Olympic champion Marion Jones learned her fate last Friday: She was sentenced to the maximum six months in prison for lying about using steroids and for her role in a check-fraud scheme. She pleaded for lenience out of concern for her two young children, including an infant she’s still nursing. But U.S. District Judge Kenneth Karas said he imposed the maximum sentence to send a message to pro athletes:
“Athletes in society have an elevated status; they entertain, they inspire, and perhaps most important, they serve as role models.”
Jones was also given two years’ probation and must perform 800 hours of community service.
Despite previous denials that she had ever used performance-enhancing drugs, last October Jones finally admitted she had used a steroid called “the clear” from September 2000 to July 2001. Jones won three gold and two bronze medals at the 2000 Sydney Olympics: golds in the 100- and 200-meter runs, and in the 1600-meter relay, and bronzes in the long jump and 400-meter relay. She returned those medals before the International Olympic Committee asked her to do so.

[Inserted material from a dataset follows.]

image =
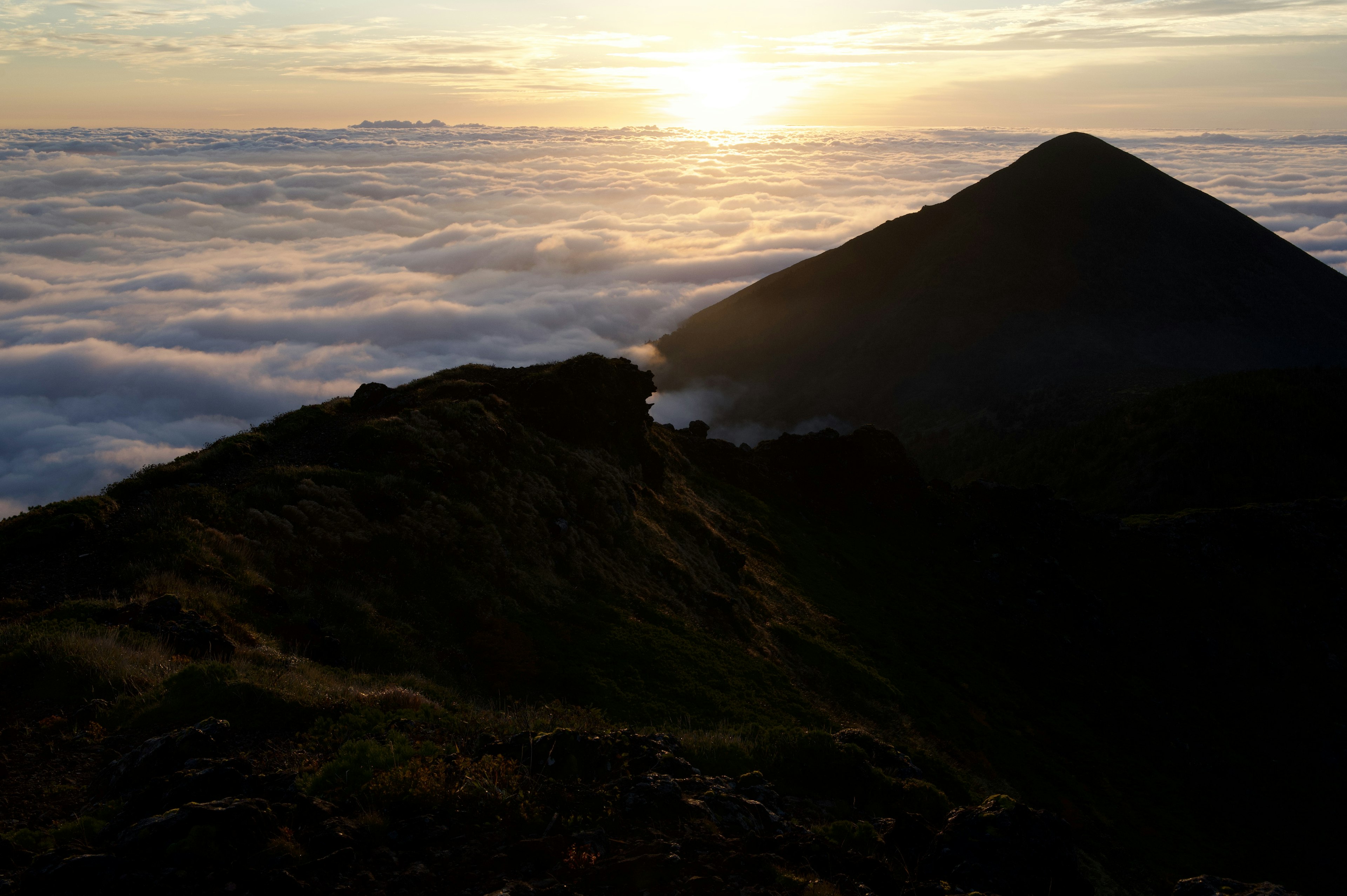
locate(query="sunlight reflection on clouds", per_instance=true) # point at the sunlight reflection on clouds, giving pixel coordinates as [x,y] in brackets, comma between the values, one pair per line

After pleading guilty last year, Jones broke down, saying, “It’s with a great amount of shame that I stand before you and tell you that I have betrayed your trust. I have been dishonest and you have every right to be angry with me. I have let my family down, I have let my country down, and I have let myself down.”
On the day of her guilty plea, prosecutors said a 2003 search warrant at BALCO yielded evidence connected to Jones and former coach Trevor Graham. BALCO is the San Francisco lab that has also been linked to pro baseball players’ use of steroids.
Understandably, Jones was devastated by the sentence:
“As everyone can imagine, I’m very disappointed today. But as I stood in front of all of you for years in victory, I stand in front of you today. I stand for what is right. I respect the judge’s order, and I truly hope that people will learn from my mistakes.”
With the advent of legendary pitcher Roger Clemens’ name coming up in a recent probe of steroids in baseball, the whole steroids mess just keeps getting messier. No doubt there will be more admired athletes such as Jones and Clemens being accused in the months to come, with those being fingered at best being publicly embarrassed and at worst facing jail time.
While in a free country it should be up to each individual to decide what to put into his or her own body, when it comes to athletics, ingesting steroids gives an unfair edge, is cheating, and cheapens competition. Perhaps those who choose to use steroids should just compete against each other, and those who are clean can do likewise. It would certainly make baseball interesting, although I think an ‘all-steroid league’ would quickly grow tiresome. How many 700-foot home runs can one watch?